M. Sarkozy estime ne pas pouvoir être soupçonné d'antiaméricanisme et avoir recouvré sa liberté vis-à-vis de Washington en réintégrant l'OTAN. Son engagement européen et la politique extérieure des Vingt-Sept ne sont pas en cause. Mais il convient de compléter ces leviers par une politique purement française. "Dans la bagarre multipolaire, le problème numéro un est la fin du monopole occidental. L'émergence du G20 à la place du G8 montre que nous n'avons plus le choix", explique un ex-ministre des affaires étrangères, le mitterrandien Hubert Védrine, qui juge "astucieux" de tisser un réseau avec les émergents.
Cette politique ne vaut guère pour les géants que sont la Chine et la Russie, alter ego des Américains, et qui représentent certes des opportunités, mais aussi de lourdes menaces pour les Européens. Ces derniers ont, selon M. Védrine, intérêt à "mutualiser" leurs forces face à des pays qui savent jouer des divisions du Vieux Continent, qu'il s'agisse des livraisons de gaz par Moscou ou de l'attitude vis-à-vis du dalaï-lama face à Pékin, comme l'a expérimenté M. Sarkozy en 2008.
Le partenariat privilégié idéal est celui qui s'esquisse avec le Brésil : une absence de conflits et un mélange d'intérêts bien compris, qui mixe alliance politique sur la gouvernance mondiale, moisson de contrats industriels et transferts de technologie massifs ainsi que volonté commune de s'émanciper de la tutelle américaine. M. Sarkozy soutient le président Lula pour qu'il décroche un siège au Conseil de sécurité des Nations unies ou les Jeux olympiques de Rio (tant pis pour la candidature européenne de Madrid), en espérant un coup de main dans la lutte contre le réchauffement climatique. Les deux hommes entonnent les mêmes accents altermondialistes au G20. La France fournit le meilleur de sa technologie, celle des avions Rafale, qui permettra au Brésil de bâtir une industrie de défense autonome.
Dans le Golfe, la France a choisi, face à l'Iran, les Emirats, terre d'implantation historique de Total, client de longue date de l'industrie de défense française, et "deuxième meilleur choix" après l'Arabie saoudite, verrouillée par les Etats-Unis. Il y a installé une base militaire et espère y construire des centrales nucléaires.
Avec le Kazakhstan, Paris compte garantir un accès aux hydrocarbures, à l'uranium et à l'Afghanistan. En échange, la France aide cet ancien vassal de Moscou à développer son industrie spatiale et à conforter son rôle politique. Elle a soutenu son président Noursoultan Nazarbaiev pour qu'il préside, en 2010, l'Organisation pour la sécurité et la coopération en Europe (OSCE), en dépit d'élections jugées non démocratiques par cette organisation. L'essentiel pour M. Sarkozy est de s'allier avec des pôles de stabilité, qui tempèrent leurs turbulents voisins.

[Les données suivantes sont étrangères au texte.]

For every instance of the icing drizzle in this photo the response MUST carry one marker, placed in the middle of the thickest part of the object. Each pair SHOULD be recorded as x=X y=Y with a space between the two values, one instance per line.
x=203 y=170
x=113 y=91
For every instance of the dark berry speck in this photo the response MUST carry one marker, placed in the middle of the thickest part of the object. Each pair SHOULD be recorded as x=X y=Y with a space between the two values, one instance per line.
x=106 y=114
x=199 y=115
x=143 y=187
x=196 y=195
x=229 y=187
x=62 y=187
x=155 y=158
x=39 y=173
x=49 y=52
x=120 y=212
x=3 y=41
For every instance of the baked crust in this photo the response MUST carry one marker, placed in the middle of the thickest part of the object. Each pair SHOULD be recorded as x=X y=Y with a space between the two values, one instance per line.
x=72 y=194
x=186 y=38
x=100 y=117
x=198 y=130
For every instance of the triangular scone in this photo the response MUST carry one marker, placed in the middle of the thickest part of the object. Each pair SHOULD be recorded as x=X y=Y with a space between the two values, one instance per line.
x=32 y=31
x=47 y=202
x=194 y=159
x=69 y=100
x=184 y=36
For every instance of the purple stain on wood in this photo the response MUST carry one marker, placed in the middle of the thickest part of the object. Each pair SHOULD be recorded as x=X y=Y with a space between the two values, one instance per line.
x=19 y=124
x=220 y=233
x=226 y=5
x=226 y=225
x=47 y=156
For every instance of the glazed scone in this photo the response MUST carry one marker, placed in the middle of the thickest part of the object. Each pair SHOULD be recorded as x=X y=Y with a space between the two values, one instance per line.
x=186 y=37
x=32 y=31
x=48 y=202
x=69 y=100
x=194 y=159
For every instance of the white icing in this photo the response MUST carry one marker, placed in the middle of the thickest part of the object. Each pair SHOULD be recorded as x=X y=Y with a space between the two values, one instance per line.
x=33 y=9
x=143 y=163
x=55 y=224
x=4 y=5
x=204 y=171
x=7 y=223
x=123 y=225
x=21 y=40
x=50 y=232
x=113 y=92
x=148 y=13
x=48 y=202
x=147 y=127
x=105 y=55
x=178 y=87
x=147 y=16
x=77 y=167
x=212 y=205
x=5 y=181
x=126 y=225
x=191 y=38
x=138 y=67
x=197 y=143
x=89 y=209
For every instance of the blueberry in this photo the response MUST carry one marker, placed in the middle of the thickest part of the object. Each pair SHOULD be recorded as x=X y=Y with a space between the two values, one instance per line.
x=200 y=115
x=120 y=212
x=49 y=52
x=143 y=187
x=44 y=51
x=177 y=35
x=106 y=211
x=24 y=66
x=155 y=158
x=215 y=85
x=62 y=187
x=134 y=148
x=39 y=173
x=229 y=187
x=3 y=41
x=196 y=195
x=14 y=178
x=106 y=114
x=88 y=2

Le partenariat avec l'Inde, initié par Jacques Chirac en 1998, progresse au rythme du sous-continent, mais Paris se juge conforté par l'absence de stratégie européenne, bloquée notamment par le refus des pays du nord d'aider New Delhi dans le nucléaire civil. M. Sarkozy s'est engagé dans la brèche et a engagé une collaboration dans ce domaine.
L'Elysée reconnaît des ratés, notamment au Mexique : la visite de M. Sarkozy, en mars, fut un demi-échec en raison de la polémique sur la Française Florence Cassez, emprisonnée au Mexique pour enlèvements. Paris n'a pas identifié de partenaire privilégié en Asie du Sud-Est, tandis que le Proche-Orient est trop compliqué pour obéir à des règles simples. L'alliance avec l'Egypte de Hosni Moubarak, qui copréside à 80 ans l'Union pour la Méditerranée avec M. Sarkozy, est à la peine, surtout depuis la guerre à Gaza. Enfin, en s'opposant à son adhésion à l'UE, le France se prive d'un allié décisif, la Turquie, dont l'influence s'étend du Caucase à l'Afghanistan.